CES 2026 : vers une tech plus humaine, sobre et durable

Image d'illustration. CES 2026ADN
Au CES 2026 du 6 au 9 janvier, la tech ne cherche plus à impressionner, mais à s’ancrer dans le réel : IA régulée, longévité augmentée et design sobre traduisent une quête de sens et de confiance.
Tl;dr
- L’IA s’impose, mais priorité à l’authenticité et la régulation.
- La longévité devient une catégorie-clé, au-delà de la santé.
- Design, travail et société s’adaptent à une tech plus mature.
Une tech qui prend du recul : maturité et quête d’authenticité
Si l’on devait résumer l’ambiance qui se profile en 2026, le mot « maturité » s’imposerait sans doute. Après l’euphorie qui a entouré l’essor de l’intelligence artificielle, le secteur adopte désormais un ton plus nuancé : les outils foisonnent moins, mais se révèlent bien plus intelligents. La ruée vers l’accumulation laisse place à une sélection stratégique, et la consolidation des infrastructures devient la norme. Les entreprises se montrent désormais prudentes face à la tentation du « agent-washing », préférant miser sur des solutions robustes plutôt que sur des effets d’annonce.
L’approche B2A2C (Business-to-Agent-to-Consumer) fait son apparition : il ne suffit plus de séduire le consommateur final, il faut aussi convaincre les agents IA qui deviennent prescripteurs de choix. Ce changement n’est pas anodin et s’accompagne d’une vigilance accrue en matière de cybersécurité. Face à des attaques industrialisées par l’IA, la « gouvernance machine-first » s’installe comme un réflexe, tandis que la gestion de l’identité numérique prend une importance nouvelle, surtout avec le développement du travail nomade.
Longévité : la nouvelle frontière technologique
Au cœur du CES 2026, une catégorie s’impose enfin avec éclat : la longevity. Longtemps cantonnée à des approches fragmentées avec le bien-être, AgeTech ou médecine traditionnelle , elle affirme désormais sa transversalité. Les exposants comme Withings ne se contentent plus de gadgets ou d’accompagnements pour seniors : ils proposent des innovations couvrant prévention, performance et ralentissement du déclin. C’est toute une architecture du vivant qui se dessine.
Le marché n’a jamais été aussi structurant : biologie, neuroscience, IA, interfaces matérielles ou encore nutrition sont désormais indissociables. L’entrée remarquée de L’Oréal dans ce domaine envoie un signal clair : il ne s’agit plus seulement de santé mais d’un véritable nouveau récit consommateur où peau, métabolisme et énergie sont repensés sous l’angle technologique. La catégorie répond ainsi à un besoin d’explicitation et de lisibilité alors que la longévité devient un enjeu global.
Design, travail : des usages réinventés face à la saturation numérique
En parallèle, les pratiques évoluent vers davantage de sobriété.

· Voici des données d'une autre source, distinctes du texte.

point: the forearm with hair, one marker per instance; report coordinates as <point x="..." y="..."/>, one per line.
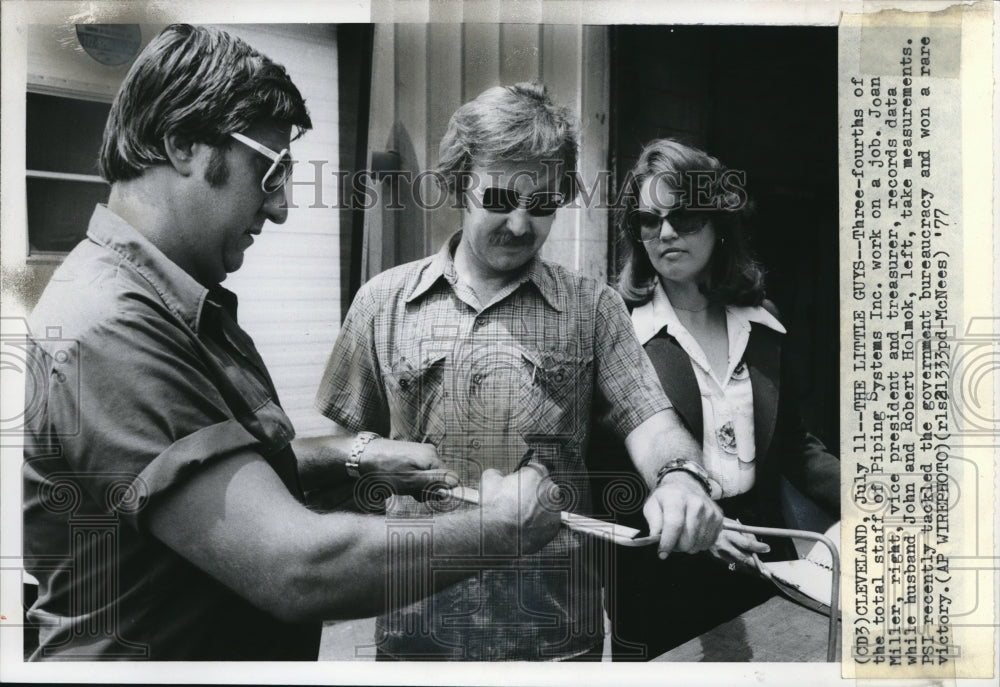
<point x="659" y="440"/>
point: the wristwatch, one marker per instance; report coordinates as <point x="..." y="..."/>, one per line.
<point x="353" y="461"/>
<point x="711" y="487"/>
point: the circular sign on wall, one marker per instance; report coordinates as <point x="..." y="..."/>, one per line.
<point x="110" y="44"/>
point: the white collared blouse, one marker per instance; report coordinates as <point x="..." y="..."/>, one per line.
<point x="726" y="403"/>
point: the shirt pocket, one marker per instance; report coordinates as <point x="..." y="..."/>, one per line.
<point x="415" y="394"/>
<point x="556" y="395"/>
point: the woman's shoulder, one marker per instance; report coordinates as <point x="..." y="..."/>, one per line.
<point x="769" y="306"/>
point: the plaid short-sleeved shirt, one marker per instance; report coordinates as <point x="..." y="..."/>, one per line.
<point x="419" y="358"/>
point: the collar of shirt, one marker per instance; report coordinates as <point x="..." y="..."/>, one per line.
<point x="442" y="266"/>
<point x="659" y="314"/>
<point x="178" y="290"/>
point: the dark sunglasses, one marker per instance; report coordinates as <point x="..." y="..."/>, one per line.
<point x="644" y="225"/>
<point x="278" y="173"/>
<point x="538" y="204"/>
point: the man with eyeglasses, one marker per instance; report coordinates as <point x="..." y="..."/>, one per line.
<point x="498" y="359"/>
<point x="163" y="501"/>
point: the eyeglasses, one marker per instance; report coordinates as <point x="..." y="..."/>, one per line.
<point x="281" y="167"/>
<point x="644" y="225"/>
<point x="538" y="204"/>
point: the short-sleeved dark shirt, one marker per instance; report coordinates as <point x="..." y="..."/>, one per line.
<point x="140" y="377"/>
<point x="419" y="358"/>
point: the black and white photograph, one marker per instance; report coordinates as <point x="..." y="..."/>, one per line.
<point x="453" y="334"/>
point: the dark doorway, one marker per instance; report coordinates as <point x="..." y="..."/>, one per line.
<point x="763" y="100"/>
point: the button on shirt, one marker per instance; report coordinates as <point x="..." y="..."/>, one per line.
<point x="420" y="358"/>
<point x="143" y="378"/>
<point x="727" y="402"/>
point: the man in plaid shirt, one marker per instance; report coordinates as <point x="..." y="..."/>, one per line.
<point x="497" y="357"/>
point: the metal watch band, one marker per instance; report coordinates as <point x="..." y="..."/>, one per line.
<point x="710" y="486"/>
<point x="353" y="461"/>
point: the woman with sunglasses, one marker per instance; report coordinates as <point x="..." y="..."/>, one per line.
<point x="697" y="302"/>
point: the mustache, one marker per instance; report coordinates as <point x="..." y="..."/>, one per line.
<point x="505" y="237"/>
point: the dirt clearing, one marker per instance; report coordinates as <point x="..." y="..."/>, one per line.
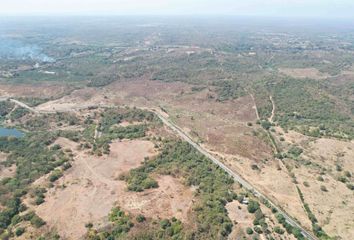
<point x="312" y="73"/>
<point x="88" y="191"/>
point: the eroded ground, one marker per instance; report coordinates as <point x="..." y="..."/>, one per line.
<point x="89" y="190"/>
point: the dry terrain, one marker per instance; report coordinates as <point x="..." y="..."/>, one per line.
<point x="88" y="191"/>
<point x="312" y="73"/>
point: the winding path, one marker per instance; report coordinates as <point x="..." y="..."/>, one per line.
<point x="237" y="177"/>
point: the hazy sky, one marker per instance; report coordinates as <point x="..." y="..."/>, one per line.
<point x="308" y="8"/>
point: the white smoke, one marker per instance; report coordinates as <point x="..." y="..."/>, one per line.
<point x="16" y="50"/>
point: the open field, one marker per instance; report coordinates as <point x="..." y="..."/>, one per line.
<point x="90" y="189"/>
<point x="271" y="101"/>
<point x="311" y="73"/>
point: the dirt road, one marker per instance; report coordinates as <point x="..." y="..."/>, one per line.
<point x="203" y="151"/>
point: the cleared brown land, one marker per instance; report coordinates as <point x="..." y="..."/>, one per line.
<point x="312" y="73"/>
<point x="333" y="209"/>
<point x="34" y="90"/>
<point x="6" y="171"/>
<point x="91" y="188"/>
<point x="240" y="217"/>
<point x="170" y="199"/>
<point x="222" y="128"/>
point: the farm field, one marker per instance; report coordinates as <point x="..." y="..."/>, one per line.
<point x="273" y="104"/>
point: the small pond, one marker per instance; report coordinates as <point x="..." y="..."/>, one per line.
<point x="7" y="132"/>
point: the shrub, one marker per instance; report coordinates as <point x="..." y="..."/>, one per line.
<point x="350" y="186"/>
<point x="258" y="230"/>
<point x="19" y="231"/>
<point x="37" y="221"/>
<point x="253" y="206"/>
<point x="39" y="200"/>
<point x="279" y="230"/>
<point x="165" y="223"/>
<point x="140" y="218"/>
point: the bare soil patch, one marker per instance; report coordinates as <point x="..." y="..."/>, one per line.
<point x="88" y="191"/>
<point x="334" y="209"/>
<point x="312" y="73"/>
<point x="170" y="199"/>
<point x="240" y="218"/>
<point x="43" y="90"/>
<point x="6" y="171"/>
<point x="276" y="184"/>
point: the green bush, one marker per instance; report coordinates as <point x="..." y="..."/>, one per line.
<point x="253" y="206"/>
<point x="140" y="218"/>
<point x="19" y="231"/>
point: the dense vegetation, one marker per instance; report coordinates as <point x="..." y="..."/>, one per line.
<point x="213" y="190"/>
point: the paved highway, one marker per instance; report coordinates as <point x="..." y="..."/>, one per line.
<point x="232" y="173"/>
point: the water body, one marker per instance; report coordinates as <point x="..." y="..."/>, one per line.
<point x="7" y="132"/>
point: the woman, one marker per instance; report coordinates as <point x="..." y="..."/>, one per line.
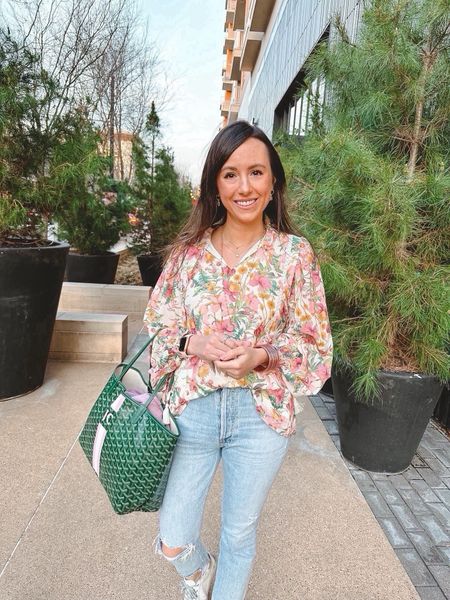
<point x="243" y="326"/>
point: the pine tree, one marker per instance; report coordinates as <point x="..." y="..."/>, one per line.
<point x="373" y="190"/>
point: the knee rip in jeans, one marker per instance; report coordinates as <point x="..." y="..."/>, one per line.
<point x="183" y="554"/>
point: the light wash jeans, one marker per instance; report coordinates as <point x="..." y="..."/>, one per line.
<point x="224" y="424"/>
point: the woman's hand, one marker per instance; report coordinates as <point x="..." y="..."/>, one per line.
<point x="212" y="347"/>
<point x="238" y="362"/>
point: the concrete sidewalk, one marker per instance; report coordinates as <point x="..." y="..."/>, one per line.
<point x="60" y="540"/>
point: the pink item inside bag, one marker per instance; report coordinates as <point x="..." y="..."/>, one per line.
<point x="154" y="407"/>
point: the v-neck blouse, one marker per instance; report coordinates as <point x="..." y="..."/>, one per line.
<point x="274" y="295"/>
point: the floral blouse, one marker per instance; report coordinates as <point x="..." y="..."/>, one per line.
<point x="274" y="295"/>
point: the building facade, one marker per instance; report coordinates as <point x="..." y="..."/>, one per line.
<point x="267" y="43"/>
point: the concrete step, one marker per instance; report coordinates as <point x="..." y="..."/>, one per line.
<point x="89" y="337"/>
<point x="130" y="300"/>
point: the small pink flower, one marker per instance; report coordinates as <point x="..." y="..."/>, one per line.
<point x="109" y="198"/>
<point x="260" y="280"/>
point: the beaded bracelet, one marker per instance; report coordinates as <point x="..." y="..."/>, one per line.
<point x="274" y="358"/>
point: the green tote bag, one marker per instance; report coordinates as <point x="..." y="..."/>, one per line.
<point x="129" y="442"/>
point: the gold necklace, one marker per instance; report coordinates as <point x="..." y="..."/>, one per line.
<point x="235" y="249"/>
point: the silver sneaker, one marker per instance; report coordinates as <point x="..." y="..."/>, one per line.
<point x="201" y="589"/>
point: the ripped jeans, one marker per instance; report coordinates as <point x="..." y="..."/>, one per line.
<point x="222" y="425"/>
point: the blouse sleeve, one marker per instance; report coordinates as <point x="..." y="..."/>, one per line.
<point x="305" y="345"/>
<point x="165" y="316"/>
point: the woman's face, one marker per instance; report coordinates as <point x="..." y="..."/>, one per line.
<point x="245" y="181"/>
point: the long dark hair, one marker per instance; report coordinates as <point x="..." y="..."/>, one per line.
<point x="206" y="213"/>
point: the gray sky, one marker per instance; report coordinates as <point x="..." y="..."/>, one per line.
<point x="190" y="38"/>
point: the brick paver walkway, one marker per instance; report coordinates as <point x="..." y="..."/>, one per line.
<point x="412" y="508"/>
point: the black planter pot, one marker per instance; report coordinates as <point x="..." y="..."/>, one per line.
<point x="30" y="286"/>
<point x="150" y="267"/>
<point x="383" y="436"/>
<point x="92" y="268"/>
<point x="327" y="388"/>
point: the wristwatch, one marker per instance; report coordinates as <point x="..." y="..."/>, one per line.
<point x="183" y="342"/>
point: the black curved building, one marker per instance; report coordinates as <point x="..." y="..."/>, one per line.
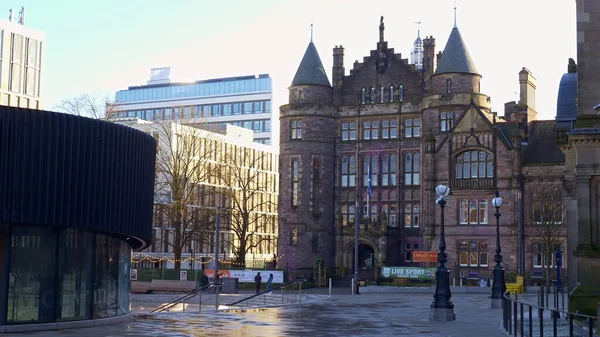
<point x="76" y="197"/>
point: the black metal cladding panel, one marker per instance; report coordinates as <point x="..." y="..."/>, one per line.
<point x="63" y="170"/>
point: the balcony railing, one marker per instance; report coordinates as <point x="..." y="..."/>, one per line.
<point x="472" y="183"/>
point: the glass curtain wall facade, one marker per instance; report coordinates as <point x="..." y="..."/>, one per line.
<point x="64" y="274"/>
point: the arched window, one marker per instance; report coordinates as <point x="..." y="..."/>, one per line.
<point x="372" y="163"/>
<point x="412" y="166"/>
<point x="348" y="171"/>
<point x="295" y="182"/>
<point x="372" y="95"/>
<point x="474" y="164"/>
<point x="363" y="95"/>
<point x="388" y="169"/>
<point x="401" y="93"/>
<point x="473" y="212"/>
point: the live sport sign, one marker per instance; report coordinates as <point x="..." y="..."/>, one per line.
<point x="408" y="272"/>
<point x="419" y="256"/>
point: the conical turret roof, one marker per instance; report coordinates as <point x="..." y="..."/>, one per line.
<point x="311" y="70"/>
<point x="456" y="57"/>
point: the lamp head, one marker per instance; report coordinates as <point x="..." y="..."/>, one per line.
<point x="497" y="201"/>
<point x="442" y="190"/>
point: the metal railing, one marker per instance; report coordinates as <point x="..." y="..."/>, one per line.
<point x="281" y="286"/>
<point x="186" y="297"/>
<point x="514" y="314"/>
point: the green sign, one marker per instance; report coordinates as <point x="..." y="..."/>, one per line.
<point x="409" y="272"/>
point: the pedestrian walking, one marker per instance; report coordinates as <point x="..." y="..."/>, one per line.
<point x="257" y="280"/>
<point x="269" y="281"/>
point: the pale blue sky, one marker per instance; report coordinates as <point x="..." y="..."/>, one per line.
<point x="105" y="46"/>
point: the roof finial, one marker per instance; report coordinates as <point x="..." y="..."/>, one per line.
<point x="454" y="13"/>
<point x="381" y="28"/>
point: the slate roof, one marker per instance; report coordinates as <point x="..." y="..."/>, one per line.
<point x="311" y="71"/>
<point x="542" y="147"/>
<point x="456" y="57"/>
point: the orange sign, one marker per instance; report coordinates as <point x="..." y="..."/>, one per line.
<point x="419" y="256"/>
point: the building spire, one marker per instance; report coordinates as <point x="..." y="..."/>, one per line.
<point x="454" y="13"/>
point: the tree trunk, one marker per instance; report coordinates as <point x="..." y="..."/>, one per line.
<point x="177" y="245"/>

Dans le design visuel, deux tendances coexistent : d’un côté un hyperréalisme digitalisé influencé par l’IA ; de l’autre un retour assumé au fait main et aux textures imparfaites, collages rétro et interfaces minimalistes apaisent désormais la fatigue digitale. Même dans nos foyers connectés, on recherche l’évidence : la domotique vocale supplante peu à peu les applications alambiquées.
Le monde professionnel n’est pas en reste. Selon les perspectives partagées par Zoom, le travail hybride atteint son âge de raison : on privilégie les échanges humains sur site pour leur valeur ajoutée tandis que l’asynchrone, les notes vocales ou vidéos brèves relègue la réunion à ce qu’elle doit être : un temps de décision. L’automatisation invisible libère quant à elle des tâches répétitives grâce à l’IA.
Société connectée : mutations profondes et confiance numérique
Enfin, impossible d’ignorer les transformations sociales sous-jacentes. Le jeu vidéo inspire désormais nombre de comportements quotidiens ; automobile rime autant avec art qu’avec mobilité propre ; quant au rapport à soi et aux autres, il se redessine autour d’intimités hybrides avec avatars ou IA sensuelles. Un dernier point s’impose : dans cette société hypertechnologique où règnent souveraineté des données et alliances collaboratives entre marques (fin annoncée des cookies tiers), la question cruciale reste celle de la confiance numérique, autant pour les entreprises que pour les consommateurs.
Au fond, cette édition du CES traduit une volonté partagée : rendre la technologie moins envahissante mais plus structurante, bref… mieux intégrée au réel comme au vivant.